A Different World for CRE, 10 Years Later

The world became a different place on Sept. 11, 2001. The broad political and economic changes wrought by the attacks have been well documented, even as they continue to reverberate 10 years later.

By Dees Stribling, Contributing Editor

New York and Washington, DC—The world became a different place on Sept. 11, 2001. The broad political and economic changes wrought by the attacks on New York and Washington, as well as the awful human cost of that day, have been well documented, even as they continue to reverberate 10 years later. But there have been other changes, less noticed by the world.

For instance, the attacks changed the commercial real estate industry in a number of ways, both visible and subtle. In the days and weeks after the attacks, ingress and egress to many major buildings in large cities around the country became markedly more difficult—in some cases, such as the former Sears Tower in Chicago, akin to entering an airport. Streetside barricades went up around many buildings, intensifying a trend that began with the Oklahoma City bombing in 1995. Guards started checking IDs methodically. Spending on security systems spiked.

Some of these changes have faded in the decade since the attacks, such as checking of identification upon entering most commercial properties (except maybe in New York). Still, according to a recent survey by CoreNet Global, the association of corporate real estate professionals, about three-quarters of the respondents asserted that companies occupying major commercial properties are still vigilant about security. Also, “distributed work”—not putting all your employees in one place—has become standard risk management for some companies, according to CoreNet.

Boyd R. Zoccola, executive vice president, Hokanson Companies Inc. and chair of BOMA International, is optimistic that property managers have incorporated security-consciousness into managing commercial structures. “As an industry, we continue to assess and strengthen our preparedness to ensure we have the systems, plans and people in place to keep building occupants safe,” he said recently, commenting on the anniversary of the attacks.

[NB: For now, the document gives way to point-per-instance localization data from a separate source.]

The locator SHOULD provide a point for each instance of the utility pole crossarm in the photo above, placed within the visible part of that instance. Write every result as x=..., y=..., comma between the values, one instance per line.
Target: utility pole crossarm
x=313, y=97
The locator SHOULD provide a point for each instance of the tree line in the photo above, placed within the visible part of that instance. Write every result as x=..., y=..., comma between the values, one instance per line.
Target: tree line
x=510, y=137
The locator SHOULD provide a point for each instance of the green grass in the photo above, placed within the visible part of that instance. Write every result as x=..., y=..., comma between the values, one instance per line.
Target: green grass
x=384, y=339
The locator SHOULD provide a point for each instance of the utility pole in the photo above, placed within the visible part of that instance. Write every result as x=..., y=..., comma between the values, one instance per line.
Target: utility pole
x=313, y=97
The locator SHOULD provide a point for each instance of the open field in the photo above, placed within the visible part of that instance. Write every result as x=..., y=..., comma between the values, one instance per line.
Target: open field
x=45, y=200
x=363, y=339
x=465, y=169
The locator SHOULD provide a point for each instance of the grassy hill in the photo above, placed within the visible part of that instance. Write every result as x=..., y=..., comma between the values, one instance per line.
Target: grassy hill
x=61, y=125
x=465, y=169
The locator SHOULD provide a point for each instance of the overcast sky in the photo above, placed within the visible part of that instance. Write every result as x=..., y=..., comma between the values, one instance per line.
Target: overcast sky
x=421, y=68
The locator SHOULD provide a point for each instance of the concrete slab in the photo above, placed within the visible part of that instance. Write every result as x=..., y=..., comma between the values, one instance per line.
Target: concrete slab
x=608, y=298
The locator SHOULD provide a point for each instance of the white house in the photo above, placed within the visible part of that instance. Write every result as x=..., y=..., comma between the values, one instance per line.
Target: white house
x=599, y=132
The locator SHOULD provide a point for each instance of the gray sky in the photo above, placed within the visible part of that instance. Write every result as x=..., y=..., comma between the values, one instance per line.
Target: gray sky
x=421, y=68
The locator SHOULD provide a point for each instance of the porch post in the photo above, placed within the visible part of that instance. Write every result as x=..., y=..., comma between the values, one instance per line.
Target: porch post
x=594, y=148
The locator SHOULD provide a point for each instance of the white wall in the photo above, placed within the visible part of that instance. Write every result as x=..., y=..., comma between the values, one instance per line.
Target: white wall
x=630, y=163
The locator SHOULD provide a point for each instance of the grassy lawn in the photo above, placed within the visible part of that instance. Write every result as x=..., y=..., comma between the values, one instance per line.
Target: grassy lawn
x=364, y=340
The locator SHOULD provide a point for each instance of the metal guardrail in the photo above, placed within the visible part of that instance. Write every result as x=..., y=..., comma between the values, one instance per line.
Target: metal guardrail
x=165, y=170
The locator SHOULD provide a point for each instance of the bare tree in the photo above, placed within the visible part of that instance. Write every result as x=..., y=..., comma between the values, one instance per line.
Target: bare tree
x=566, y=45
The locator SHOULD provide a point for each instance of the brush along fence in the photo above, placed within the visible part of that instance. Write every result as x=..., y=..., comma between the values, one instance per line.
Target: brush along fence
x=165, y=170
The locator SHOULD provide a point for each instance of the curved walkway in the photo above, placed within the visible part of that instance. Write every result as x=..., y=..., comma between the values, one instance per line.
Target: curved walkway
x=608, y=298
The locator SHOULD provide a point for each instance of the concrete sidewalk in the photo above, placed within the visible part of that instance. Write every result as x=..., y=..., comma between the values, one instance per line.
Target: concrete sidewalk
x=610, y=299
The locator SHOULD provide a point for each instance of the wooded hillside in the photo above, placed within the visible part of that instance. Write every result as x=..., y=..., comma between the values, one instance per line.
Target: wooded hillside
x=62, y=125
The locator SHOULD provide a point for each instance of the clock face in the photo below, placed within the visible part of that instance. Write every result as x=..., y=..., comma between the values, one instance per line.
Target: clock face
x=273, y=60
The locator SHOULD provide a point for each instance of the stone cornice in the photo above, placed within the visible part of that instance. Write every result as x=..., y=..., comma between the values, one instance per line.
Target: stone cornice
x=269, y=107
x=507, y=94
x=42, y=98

One change since the attacks that building occupants never see—but which concerned building owners and managers greatly in the aftermath of Sept. 11, 2001—was the status of insurance to cover terrorist attacks. Once upon a time, standard commercial property insurance included coverage for acts of terrorism almost routinely, so remote was the risk considered. The attacks on New York and Washington, however, caused in excess of $30 billion in insured losses, so it was no wonder that insurance companies dropped such terrorism coverage as soon as they could.

For a time, the lack of terrorism insurance posed a serious problem for commercial real estate owners and developers. Ultimately, the Congress dealt with the issue through the Terrorism Risk Insurance Act of 2002, which was extended in 2007 to be effective until 2014. Under the terms of the law, insurers were required to cover acts of terrorism once more, while the federal government would act as a re-insurer under certain conditions.

Another change in commercial real estate wrought by the September 11 attacks is a little harder to measure, though probably quite real. Call it the Shrinking Trump Syndrome, or why the world’s tallest building will not be in the United States in our time. In 2001, Donald Trump, always one for superlatives, promised that the new Trump Chicago was going to be the tallest building in the world. The Trump Organization and its architects were meeting about plans for the structure even as word broke of the attacks. Soon the plans were scaled back. Trump ended up building a tall mixed-use tower in Chicago, but not conspicuously the tallest in the world.

One World Trade Center, the signature new office tower on the site of the former Twin Towers in lower Manhattan, will be the tallest building in the United States upon completion in 2013, rising a symbolic 1,776 feet. But the structure will not seek to claim the title once held by the Empire State Building for more than 40 years: the world’s tallest building. Americans seem content to leave that kind of superlative to nations in Asia and the Middle East.